U.S. privacy practices have long been considered inadequate, particularly when compared to privacy practices in Europe. Under European Union law, citizens have a right to privacy and to protection of their personal data. Privacy advocates claim those privacy rights are violated by U.S. surveillance programs that allegedly expose EU citizens to indiscriminate surveillance as was demonstrated in the Edward Snowden matter. In 2013, the Safe Harbor Framework was legally challenged because it facilitated data transfer to the U.S. without proper privacy protections being in place. The resulting ruling, announced just last week, has the potential for widespread impact on European Union and U.S. businesses and their trade relationships.
The ruling… On October 6, 2015, the European Union Court of Justice (COJ) effectively invalidated The Safe Harbor Framework. Although the COJ did not declare it illegal, the immediate effect self-certification to the Safe Harbor Framework no longer provides a blanket seal of approval as to the adequacy of privacy protections, nor does it constitute a legally valid basis for the transfer of private consumer information between European Union countries and the U.S. The ruling allows national data protection authorities in EU countries to review data transfers on an individual basis and suspend organizations whose privacy practices are deemed inadequate.
So, what does that mean to your international background screening program and to EBI as your screening partner?
Your background screening program with EBI will not change. EBI will continue to conduct background screening, based on the checks you order and the legal availability of information, in countries outside the U.S., including European Union countries. Processes will remain the same, one of those important processes being completion of an EBI International Disclosure and Authorization by your applicant/employee before any background checks are conducted.
EBI has long demonstrated our commitment to quality, security, and customer service through (among other things) our third party certifications like ISO 27001 for security, ISO 9001 for quality, and NAPBS Accreditation for industry best practices. Safe Harbor was, and remains, one of our third party certifications with EBI self-certifying compliance beginning in 2007. As one of about 4,500 self-certified companies, EBI agreed to comply with data privacy principles as provided in the European Union Data Protection Directive when transferring private data of consumers from European Union counties to the U.S. and vice versa. EBI’s Safe Harbor certification, however, did not stand alone as the legal basis for data transfer. Rather, explicit consent through the disclosure and authorization process provides the legal cornerstone for data transfer to conduct background screening in European Union countries.
The Data Protection Directive provides five exceptions (called “derogations”) by which personal data may be legally transferred from the European Union to the U.S. One such method is when “the data subject has unambiguously given his consent.” Organizations transferring data are cautioned that European data protection regulators interpret this legal exception very narrowly and stress the importance of explicit, unequivocal consent. This underscores the importance of the EBI International Disclosure and Authorization and why, even if you use your own international disclosure and authorization form, EBI still requires your applicant/employee complete our international disclosure and authorization form.
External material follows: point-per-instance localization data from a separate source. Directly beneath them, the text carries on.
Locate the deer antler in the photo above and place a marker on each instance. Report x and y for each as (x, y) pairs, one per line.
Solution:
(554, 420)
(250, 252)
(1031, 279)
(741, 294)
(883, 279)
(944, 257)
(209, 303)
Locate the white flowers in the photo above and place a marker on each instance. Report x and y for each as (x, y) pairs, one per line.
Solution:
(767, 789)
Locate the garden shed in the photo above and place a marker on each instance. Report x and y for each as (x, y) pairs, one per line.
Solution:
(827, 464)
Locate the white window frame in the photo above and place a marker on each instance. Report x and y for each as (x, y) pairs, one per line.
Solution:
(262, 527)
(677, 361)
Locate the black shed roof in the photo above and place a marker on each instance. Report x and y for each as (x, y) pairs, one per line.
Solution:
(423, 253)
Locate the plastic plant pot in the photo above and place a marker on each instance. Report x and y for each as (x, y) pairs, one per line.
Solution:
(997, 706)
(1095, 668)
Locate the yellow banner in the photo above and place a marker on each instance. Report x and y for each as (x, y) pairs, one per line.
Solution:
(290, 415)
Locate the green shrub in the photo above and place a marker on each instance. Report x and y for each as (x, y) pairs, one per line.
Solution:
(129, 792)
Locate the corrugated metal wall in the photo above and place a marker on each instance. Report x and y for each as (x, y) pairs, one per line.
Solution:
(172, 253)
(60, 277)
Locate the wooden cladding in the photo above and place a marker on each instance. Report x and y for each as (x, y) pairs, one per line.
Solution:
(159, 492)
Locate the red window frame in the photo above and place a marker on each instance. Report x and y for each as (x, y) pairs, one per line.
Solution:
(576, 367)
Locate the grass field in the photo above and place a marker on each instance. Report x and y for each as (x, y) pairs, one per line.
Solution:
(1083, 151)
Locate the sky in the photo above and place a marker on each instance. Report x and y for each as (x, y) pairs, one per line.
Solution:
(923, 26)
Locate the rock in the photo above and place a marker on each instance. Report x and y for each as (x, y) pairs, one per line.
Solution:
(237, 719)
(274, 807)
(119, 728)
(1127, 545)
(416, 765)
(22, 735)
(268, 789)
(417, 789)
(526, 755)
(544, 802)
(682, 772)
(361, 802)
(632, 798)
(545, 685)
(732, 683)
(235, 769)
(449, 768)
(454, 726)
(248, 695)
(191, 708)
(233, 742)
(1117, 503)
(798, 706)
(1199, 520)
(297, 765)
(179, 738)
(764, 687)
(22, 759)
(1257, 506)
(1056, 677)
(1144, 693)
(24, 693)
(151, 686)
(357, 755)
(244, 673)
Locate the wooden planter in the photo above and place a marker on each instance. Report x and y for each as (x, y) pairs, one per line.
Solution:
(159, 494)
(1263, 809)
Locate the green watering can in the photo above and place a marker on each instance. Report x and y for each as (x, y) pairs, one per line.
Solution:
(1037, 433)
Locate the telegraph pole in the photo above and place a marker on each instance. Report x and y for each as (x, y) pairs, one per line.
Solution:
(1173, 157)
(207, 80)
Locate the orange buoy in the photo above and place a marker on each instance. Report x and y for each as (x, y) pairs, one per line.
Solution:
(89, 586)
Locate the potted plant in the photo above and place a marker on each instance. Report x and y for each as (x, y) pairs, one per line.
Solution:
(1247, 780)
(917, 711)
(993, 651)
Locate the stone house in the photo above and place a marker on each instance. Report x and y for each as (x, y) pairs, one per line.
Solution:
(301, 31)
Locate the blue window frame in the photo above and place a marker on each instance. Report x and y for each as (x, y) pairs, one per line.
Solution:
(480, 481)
Finally, even if your organization complies with one of the other Data Protection Directive methods for the legal transfer of consumer data (such as “Model Clauses” or “Binding Corporate Rules”) that compliance method will not suffice for background check purposes. For your protection and that of your applicants/employees, we will continue to require the EBI International Disclosure and Authorization form for a background check outside the U.S.